Fed Study Shows U.S. Hikes Hit High-CPI Emerging Markets HardestBy
Trade ties the key factor for advanced countries: Fed study
Financial vulnerability most important for developing nations
Emerging markets with the weakest financial metrics, especially those with high inflation, tend to be the worst affected by U.S. interest-rate shocks, according to a study by Federal Reserve Board economists.
“Both the bright and the dark side of foreign responses to U.S. interest rate increases” are highlighted by the discussion paper, wrote the authors, Matteo Iacoviello and Gaston Navarro. “On the dark side, these responses seem to be large, to the point that they suggest that foreign economies -- especially vulnerable, emerging economies -- may react to U.S. monetary shocks more so than the U.S. economy itself.”
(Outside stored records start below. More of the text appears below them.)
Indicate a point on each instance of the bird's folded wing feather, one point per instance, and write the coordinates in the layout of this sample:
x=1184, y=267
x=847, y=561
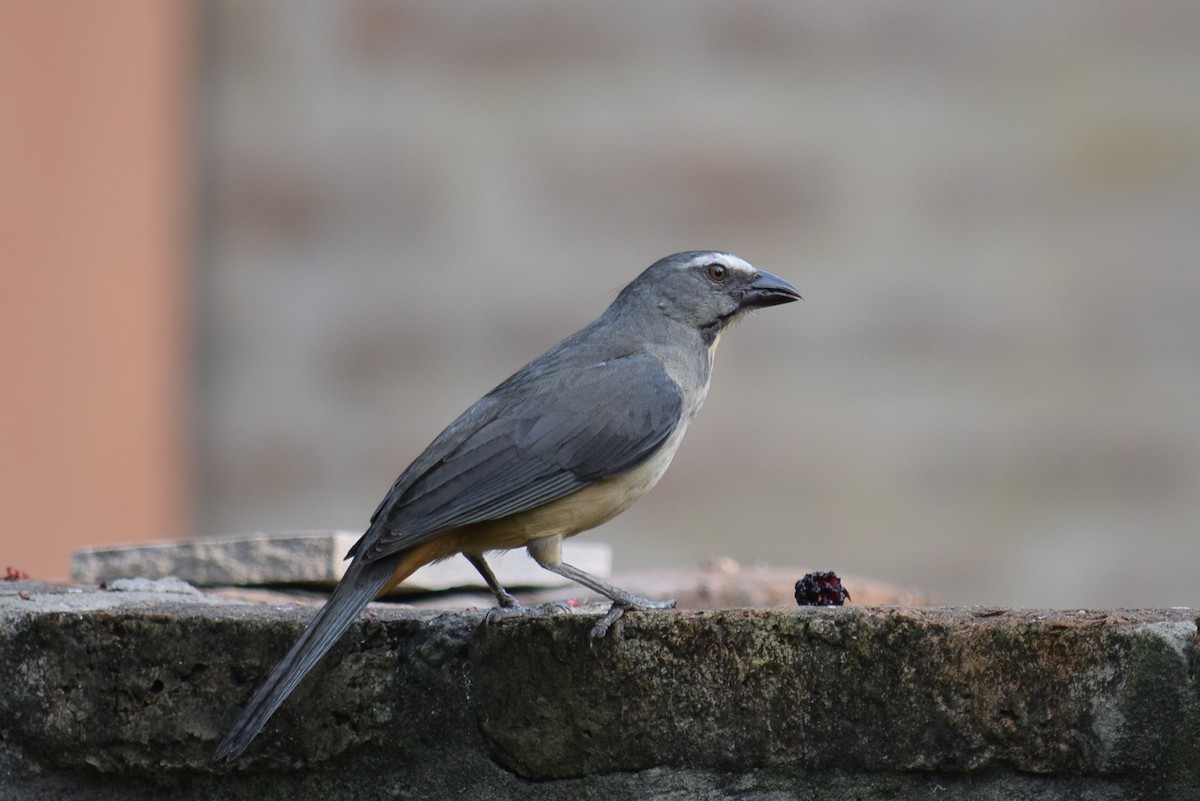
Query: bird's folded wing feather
x=549, y=437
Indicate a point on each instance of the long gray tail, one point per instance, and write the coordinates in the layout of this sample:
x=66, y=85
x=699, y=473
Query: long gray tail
x=352, y=595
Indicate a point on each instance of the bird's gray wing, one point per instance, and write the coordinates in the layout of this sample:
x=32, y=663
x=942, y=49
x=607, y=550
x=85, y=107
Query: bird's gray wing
x=528, y=444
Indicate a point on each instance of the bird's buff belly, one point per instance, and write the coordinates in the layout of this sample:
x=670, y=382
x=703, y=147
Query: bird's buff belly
x=580, y=511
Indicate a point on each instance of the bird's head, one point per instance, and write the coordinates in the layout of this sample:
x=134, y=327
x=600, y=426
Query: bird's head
x=706, y=289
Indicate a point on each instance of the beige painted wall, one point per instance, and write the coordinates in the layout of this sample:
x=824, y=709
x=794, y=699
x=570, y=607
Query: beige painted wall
x=94, y=193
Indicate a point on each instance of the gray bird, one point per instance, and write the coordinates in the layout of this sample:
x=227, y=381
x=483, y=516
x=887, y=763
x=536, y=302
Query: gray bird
x=569, y=441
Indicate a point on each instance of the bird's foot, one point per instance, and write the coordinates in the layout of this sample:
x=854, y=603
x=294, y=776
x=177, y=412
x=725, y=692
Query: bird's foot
x=513, y=608
x=618, y=609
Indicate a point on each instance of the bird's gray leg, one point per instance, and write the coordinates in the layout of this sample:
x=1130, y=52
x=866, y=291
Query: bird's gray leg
x=502, y=596
x=547, y=553
x=508, y=604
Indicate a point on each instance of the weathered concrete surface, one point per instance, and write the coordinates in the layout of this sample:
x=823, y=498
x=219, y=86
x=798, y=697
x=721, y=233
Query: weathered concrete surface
x=125, y=694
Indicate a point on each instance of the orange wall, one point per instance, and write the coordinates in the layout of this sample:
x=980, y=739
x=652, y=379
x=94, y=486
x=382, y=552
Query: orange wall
x=94, y=193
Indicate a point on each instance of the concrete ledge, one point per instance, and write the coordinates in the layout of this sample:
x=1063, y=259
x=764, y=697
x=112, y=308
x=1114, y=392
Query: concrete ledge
x=125, y=694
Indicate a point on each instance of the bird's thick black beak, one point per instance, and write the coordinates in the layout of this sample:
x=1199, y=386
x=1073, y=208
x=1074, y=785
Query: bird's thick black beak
x=768, y=290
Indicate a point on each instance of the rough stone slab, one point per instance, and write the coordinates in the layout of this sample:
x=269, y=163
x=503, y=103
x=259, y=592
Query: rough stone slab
x=312, y=558
x=125, y=696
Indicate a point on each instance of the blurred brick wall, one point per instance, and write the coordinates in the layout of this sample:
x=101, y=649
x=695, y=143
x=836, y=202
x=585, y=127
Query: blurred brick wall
x=989, y=391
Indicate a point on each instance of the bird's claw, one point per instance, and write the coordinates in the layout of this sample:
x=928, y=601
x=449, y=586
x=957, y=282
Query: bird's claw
x=517, y=609
x=618, y=609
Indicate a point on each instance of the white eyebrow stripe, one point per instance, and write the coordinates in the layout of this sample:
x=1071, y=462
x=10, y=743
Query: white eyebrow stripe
x=727, y=259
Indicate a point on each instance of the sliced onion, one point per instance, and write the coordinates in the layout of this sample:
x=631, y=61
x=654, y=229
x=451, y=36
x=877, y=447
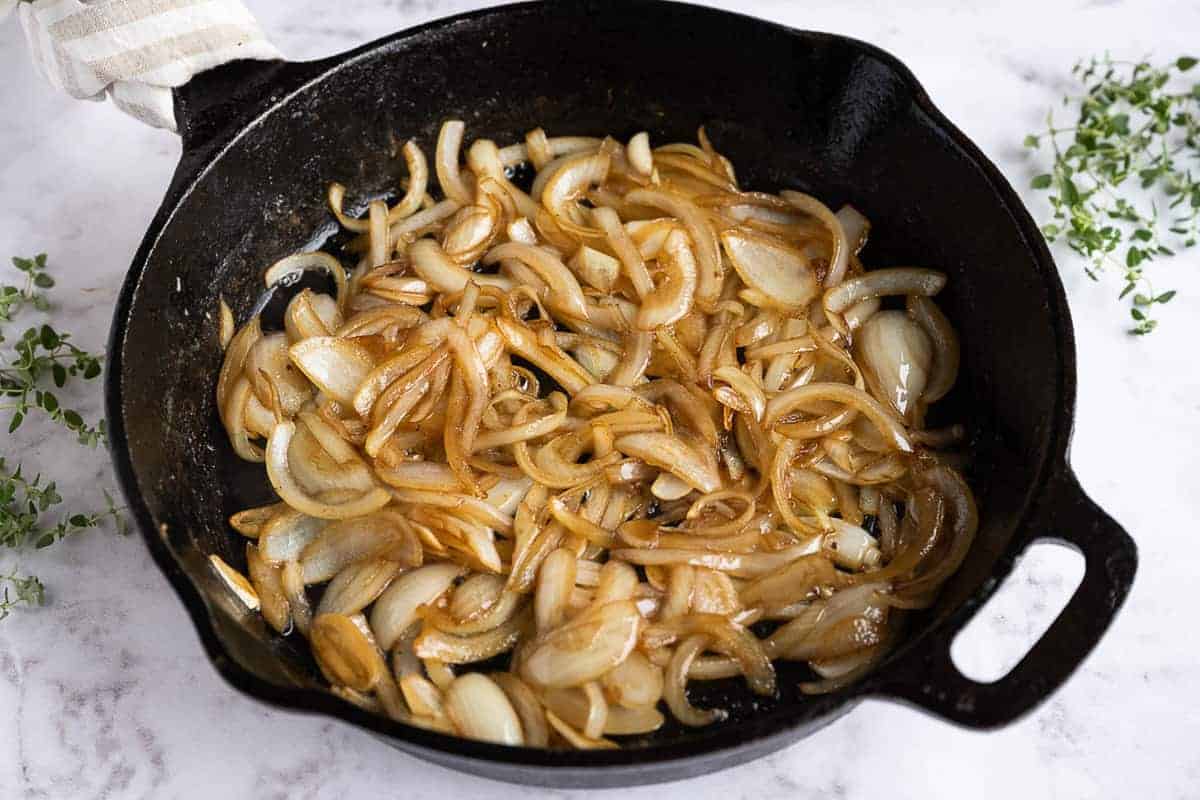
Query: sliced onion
x=780, y=272
x=675, y=687
x=708, y=287
x=559, y=366
x=897, y=356
x=671, y=301
x=793, y=398
x=396, y=608
x=639, y=154
x=337, y=366
x=268, y=582
x=945, y=371
x=250, y=522
x=345, y=654
x=480, y=710
x=447, y=163
x=675, y=456
x=586, y=648
x=418, y=182
x=432, y=264
x=235, y=582
x=739, y=565
x=565, y=293
x=357, y=587
x=528, y=708
x=879, y=283
x=635, y=683
x=556, y=578
x=285, y=536
x=285, y=483
x=599, y=270
x=454, y=649
x=346, y=541
x=840, y=256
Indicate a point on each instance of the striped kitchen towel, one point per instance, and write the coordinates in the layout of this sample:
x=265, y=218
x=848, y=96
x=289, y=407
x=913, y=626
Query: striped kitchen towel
x=136, y=50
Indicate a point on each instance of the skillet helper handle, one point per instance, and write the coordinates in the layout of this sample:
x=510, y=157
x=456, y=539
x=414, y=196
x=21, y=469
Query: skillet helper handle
x=929, y=678
x=138, y=50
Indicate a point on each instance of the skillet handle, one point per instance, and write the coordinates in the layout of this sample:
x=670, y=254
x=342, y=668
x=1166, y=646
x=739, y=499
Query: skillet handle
x=138, y=53
x=928, y=677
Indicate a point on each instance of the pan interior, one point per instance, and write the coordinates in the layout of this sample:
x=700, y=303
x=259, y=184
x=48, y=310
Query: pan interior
x=809, y=112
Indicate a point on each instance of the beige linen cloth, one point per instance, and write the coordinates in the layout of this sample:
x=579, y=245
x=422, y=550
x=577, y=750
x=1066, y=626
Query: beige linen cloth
x=136, y=50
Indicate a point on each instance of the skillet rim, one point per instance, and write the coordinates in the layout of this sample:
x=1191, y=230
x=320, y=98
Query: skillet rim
x=750, y=738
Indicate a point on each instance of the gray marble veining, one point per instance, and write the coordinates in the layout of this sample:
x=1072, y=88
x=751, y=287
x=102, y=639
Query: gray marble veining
x=107, y=693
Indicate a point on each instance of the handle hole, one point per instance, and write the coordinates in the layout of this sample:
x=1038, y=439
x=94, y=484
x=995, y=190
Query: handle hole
x=1012, y=621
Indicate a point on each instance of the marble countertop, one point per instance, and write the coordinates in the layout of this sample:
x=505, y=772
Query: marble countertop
x=106, y=693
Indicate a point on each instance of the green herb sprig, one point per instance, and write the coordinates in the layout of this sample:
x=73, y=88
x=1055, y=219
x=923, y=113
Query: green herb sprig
x=29, y=506
x=25, y=590
x=12, y=298
x=1137, y=125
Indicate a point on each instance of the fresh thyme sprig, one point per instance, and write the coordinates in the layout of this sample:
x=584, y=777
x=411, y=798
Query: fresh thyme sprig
x=12, y=298
x=41, y=356
x=1137, y=124
x=25, y=590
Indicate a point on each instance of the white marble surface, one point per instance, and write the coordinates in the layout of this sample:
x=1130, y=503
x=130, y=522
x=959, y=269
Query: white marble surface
x=106, y=693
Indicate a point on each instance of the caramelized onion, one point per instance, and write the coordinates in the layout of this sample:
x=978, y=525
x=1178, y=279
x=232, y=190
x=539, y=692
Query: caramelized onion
x=599, y=429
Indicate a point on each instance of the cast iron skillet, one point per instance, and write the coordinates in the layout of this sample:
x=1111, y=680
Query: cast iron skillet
x=816, y=112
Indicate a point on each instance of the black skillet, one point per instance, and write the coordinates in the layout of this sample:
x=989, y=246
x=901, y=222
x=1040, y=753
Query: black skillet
x=816, y=112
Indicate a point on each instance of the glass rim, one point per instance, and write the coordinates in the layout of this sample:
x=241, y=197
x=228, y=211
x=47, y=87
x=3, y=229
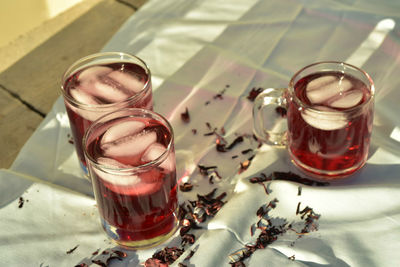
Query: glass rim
x=71, y=69
x=356, y=108
x=132, y=112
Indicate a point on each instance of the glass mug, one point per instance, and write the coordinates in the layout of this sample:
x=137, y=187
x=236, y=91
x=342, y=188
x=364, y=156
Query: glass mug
x=102, y=83
x=328, y=110
x=131, y=162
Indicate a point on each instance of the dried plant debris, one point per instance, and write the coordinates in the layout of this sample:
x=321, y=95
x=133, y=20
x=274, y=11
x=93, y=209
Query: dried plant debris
x=281, y=111
x=190, y=216
x=21, y=202
x=254, y=92
x=185, y=116
x=219, y=95
x=271, y=228
x=70, y=139
x=72, y=249
x=106, y=257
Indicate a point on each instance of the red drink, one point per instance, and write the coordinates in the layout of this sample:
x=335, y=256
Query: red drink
x=329, y=127
x=100, y=84
x=132, y=166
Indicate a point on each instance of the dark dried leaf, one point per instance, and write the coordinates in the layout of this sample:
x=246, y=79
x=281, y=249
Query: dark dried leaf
x=185, y=116
x=186, y=187
x=254, y=93
x=72, y=249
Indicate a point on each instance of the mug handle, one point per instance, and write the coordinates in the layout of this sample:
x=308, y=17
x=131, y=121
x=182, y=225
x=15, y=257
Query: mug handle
x=269, y=116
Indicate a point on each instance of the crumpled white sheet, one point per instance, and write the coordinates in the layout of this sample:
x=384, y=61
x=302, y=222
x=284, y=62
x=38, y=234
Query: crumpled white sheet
x=195, y=49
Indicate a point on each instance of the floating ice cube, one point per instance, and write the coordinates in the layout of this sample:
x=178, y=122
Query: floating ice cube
x=93, y=73
x=113, y=178
x=347, y=100
x=323, y=121
x=322, y=89
x=109, y=162
x=83, y=97
x=154, y=151
x=127, y=80
x=145, y=183
x=106, y=90
x=122, y=129
x=130, y=147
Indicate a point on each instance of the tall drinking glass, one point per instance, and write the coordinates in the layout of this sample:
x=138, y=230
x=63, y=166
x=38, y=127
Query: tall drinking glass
x=102, y=83
x=131, y=161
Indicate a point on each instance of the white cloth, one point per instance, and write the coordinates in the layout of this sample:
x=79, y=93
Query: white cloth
x=194, y=50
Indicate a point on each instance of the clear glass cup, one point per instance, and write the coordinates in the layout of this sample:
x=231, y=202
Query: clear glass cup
x=102, y=83
x=324, y=118
x=131, y=162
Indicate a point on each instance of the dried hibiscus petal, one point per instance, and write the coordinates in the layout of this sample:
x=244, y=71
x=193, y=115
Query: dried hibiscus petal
x=185, y=116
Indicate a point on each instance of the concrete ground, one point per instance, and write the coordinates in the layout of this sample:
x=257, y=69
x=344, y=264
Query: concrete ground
x=32, y=65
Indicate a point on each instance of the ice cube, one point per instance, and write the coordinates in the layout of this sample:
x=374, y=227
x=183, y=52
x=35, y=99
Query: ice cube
x=107, y=90
x=131, y=147
x=109, y=162
x=321, y=121
x=83, y=97
x=127, y=80
x=145, y=183
x=322, y=89
x=114, y=178
x=154, y=151
x=347, y=100
x=122, y=129
x=93, y=73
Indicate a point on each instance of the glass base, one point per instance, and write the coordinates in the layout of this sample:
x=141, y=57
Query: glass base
x=323, y=175
x=112, y=233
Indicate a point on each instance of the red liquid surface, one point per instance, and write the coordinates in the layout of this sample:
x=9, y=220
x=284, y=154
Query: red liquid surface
x=138, y=208
x=324, y=146
x=80, y=119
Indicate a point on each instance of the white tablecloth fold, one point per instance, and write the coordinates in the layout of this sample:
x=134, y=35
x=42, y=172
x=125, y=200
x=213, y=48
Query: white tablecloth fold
x=197, y=50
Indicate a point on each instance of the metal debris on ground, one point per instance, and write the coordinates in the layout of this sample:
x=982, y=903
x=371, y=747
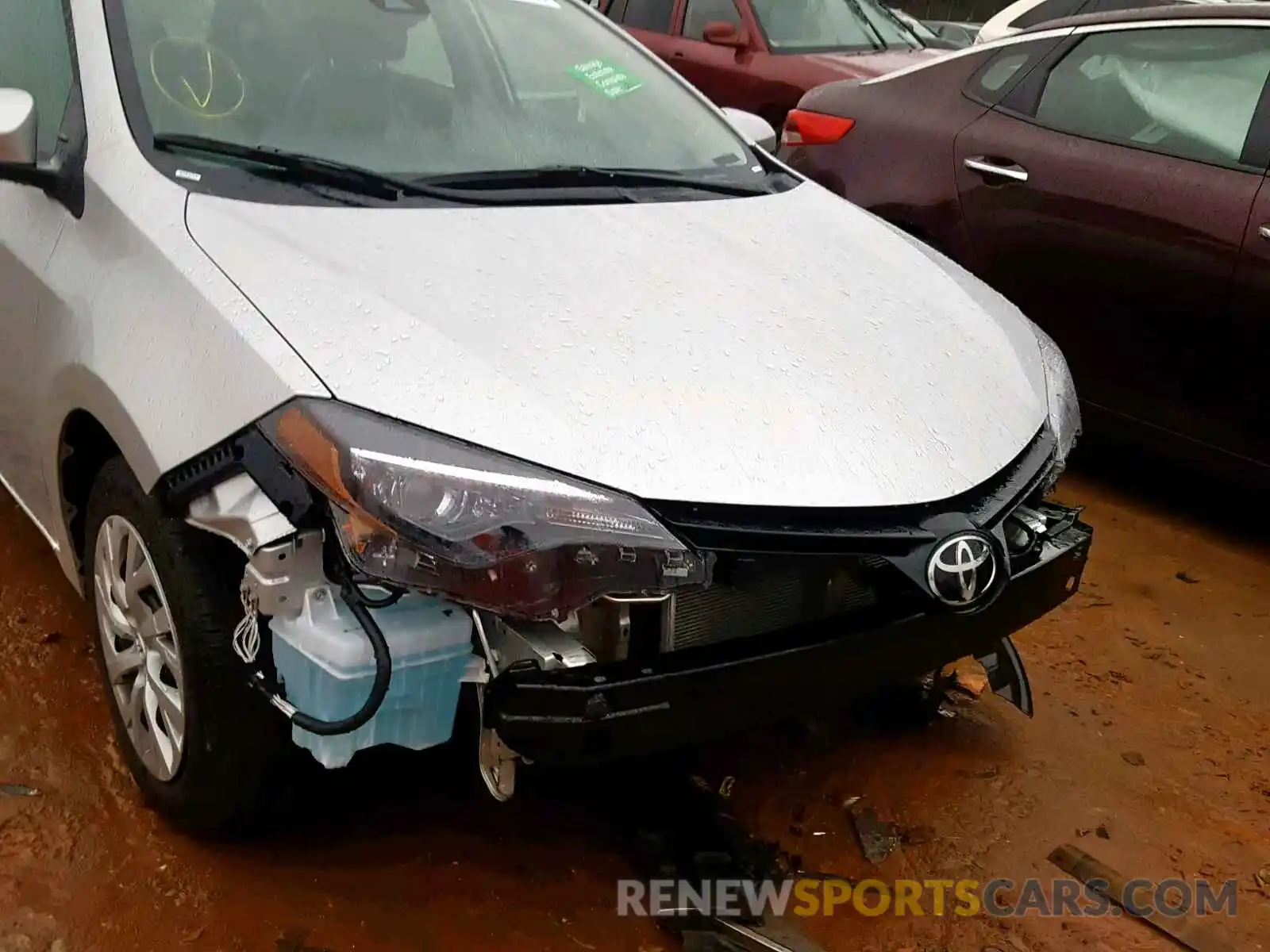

The duo constructed a “vulnerability index” to measure how financial fragility might explain differing negative impacts across countries’ gross domestic products in the wake of Fed rate-hike shocks. Included in the index:
- Inflation, measured by consumer-price changes
- Current-account balance as a share of GDP
- Foreign-exchange reserves as a share of GDP
- External debt, net of reserves, as a share of GDP
“In emerging economies all four indicators -- inflation in particular -- have explanatory power in enhancing the response of GDP to a U.S. shock,” Iacoviello and Navarro wrote in the April 23 paper.
While the Fed economists didn’t address this year’s market volatility as the U.S. continues with its monetary tightening, the two worst-performing emerging market currencies in 2018 so far are Argentina’s peso and Turkey’s lira. Both countries have double-digit inflation rates.
Using data from 1965 to 2016, the study found a 1 percentage-point “policy-induced” rise in U.S. rates lowers emerging-nations’ GDP by about 0.8 percent, a little more than the 0.7 percent reduction seen in the U.S. For emerging nations with high vulnerability-index readings, the impact is more than double, the economists said.
“High inflation may indicate structural problems in a government’s finances, or could generate political instability which in turn acts as an amplifier of the effects of higher U.S. interest rates,” Iacoviello and Navarro wrote. “High inflation may also increase the sensitivity of a country’s borrowing costs to changing interest rates.”
And as for the “bright side” of the findings?
"Countries that succeed in keeping their financial house in order can weather foreign shocks relatively better than their vulnerable counterparts," the economists said.